TUNIS (Reuters) - Tunisian police fired tear gas to disperse protesters in the northern city of Siliana on Friday after a policeman beat a shepherd, witnesses said, in an incident that sparked anger, as the country celebrate the tenth anniversary of the transition to a full democracy.
Hundreds of protesters burned wheels, blocked roads, and threw stones at the police, who followed the protesters and fired gas, witnesses added.
In the coastal city of Sousse, night clashes took place between police and youths who threw stones at the security forces, who fired tear gas.
Local media said small protest also took place in Karm area in the capital Tunis and that police arrested some protesters.
A decade ago, massive protests against corruption, injustice and the repressive regime toppled the late President Zine El Abidine Ben Ali, after a fruit seller set himself ablaze in the central town of Sidi Bouzid after an altercation with a policewoman.
The Tunisian revolution in 2011 inspired a wave of revolt in Arab countries as people rose up to demand democracy.
A video posted on social media showed a policeman scolding and pushing a shepherd whose sheep had entered the governerate headquarter.
The video caused a wave of anger on social media.

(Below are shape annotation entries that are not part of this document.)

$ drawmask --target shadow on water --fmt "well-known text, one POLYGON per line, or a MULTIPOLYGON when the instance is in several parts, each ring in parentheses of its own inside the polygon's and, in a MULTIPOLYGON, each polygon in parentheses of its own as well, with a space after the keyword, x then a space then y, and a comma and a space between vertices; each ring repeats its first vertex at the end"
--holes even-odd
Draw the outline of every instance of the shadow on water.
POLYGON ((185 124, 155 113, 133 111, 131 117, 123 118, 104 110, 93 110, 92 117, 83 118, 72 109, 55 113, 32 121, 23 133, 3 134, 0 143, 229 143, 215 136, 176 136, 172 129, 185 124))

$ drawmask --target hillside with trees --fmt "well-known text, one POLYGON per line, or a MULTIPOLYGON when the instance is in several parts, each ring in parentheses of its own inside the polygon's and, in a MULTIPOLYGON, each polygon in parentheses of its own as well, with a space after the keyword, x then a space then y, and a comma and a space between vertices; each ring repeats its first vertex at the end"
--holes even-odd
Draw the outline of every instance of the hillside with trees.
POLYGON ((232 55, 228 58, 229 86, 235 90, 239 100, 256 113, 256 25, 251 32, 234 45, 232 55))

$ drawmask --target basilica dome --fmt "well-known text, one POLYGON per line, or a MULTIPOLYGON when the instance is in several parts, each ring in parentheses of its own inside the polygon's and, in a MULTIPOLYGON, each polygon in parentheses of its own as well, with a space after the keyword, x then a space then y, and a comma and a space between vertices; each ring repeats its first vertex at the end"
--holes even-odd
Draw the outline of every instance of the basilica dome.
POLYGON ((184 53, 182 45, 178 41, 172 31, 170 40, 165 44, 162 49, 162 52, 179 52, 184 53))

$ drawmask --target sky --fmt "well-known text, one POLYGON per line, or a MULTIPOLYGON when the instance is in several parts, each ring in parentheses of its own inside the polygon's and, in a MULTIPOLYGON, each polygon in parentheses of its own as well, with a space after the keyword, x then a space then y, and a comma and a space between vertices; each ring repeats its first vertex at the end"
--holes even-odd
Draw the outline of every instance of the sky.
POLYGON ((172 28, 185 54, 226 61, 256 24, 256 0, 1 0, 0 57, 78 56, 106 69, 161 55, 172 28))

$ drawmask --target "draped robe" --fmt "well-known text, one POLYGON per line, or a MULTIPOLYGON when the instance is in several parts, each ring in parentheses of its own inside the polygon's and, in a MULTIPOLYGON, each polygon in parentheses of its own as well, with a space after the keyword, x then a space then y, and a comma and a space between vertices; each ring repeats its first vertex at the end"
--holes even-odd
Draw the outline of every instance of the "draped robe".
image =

Activists said that it is unacceptable to harm the dignity of any citizen, a decade after Tunisians revolted against injustice and oppression.
The Public Prosecution office opened an investigation into the incident.
Despite the incident, Tunisia is an example of peaceful transition in a region struggling elsewhere with violence and upheaval, its economic and social situation worsened and the country became on the verge of bankruptcy and the protests increased.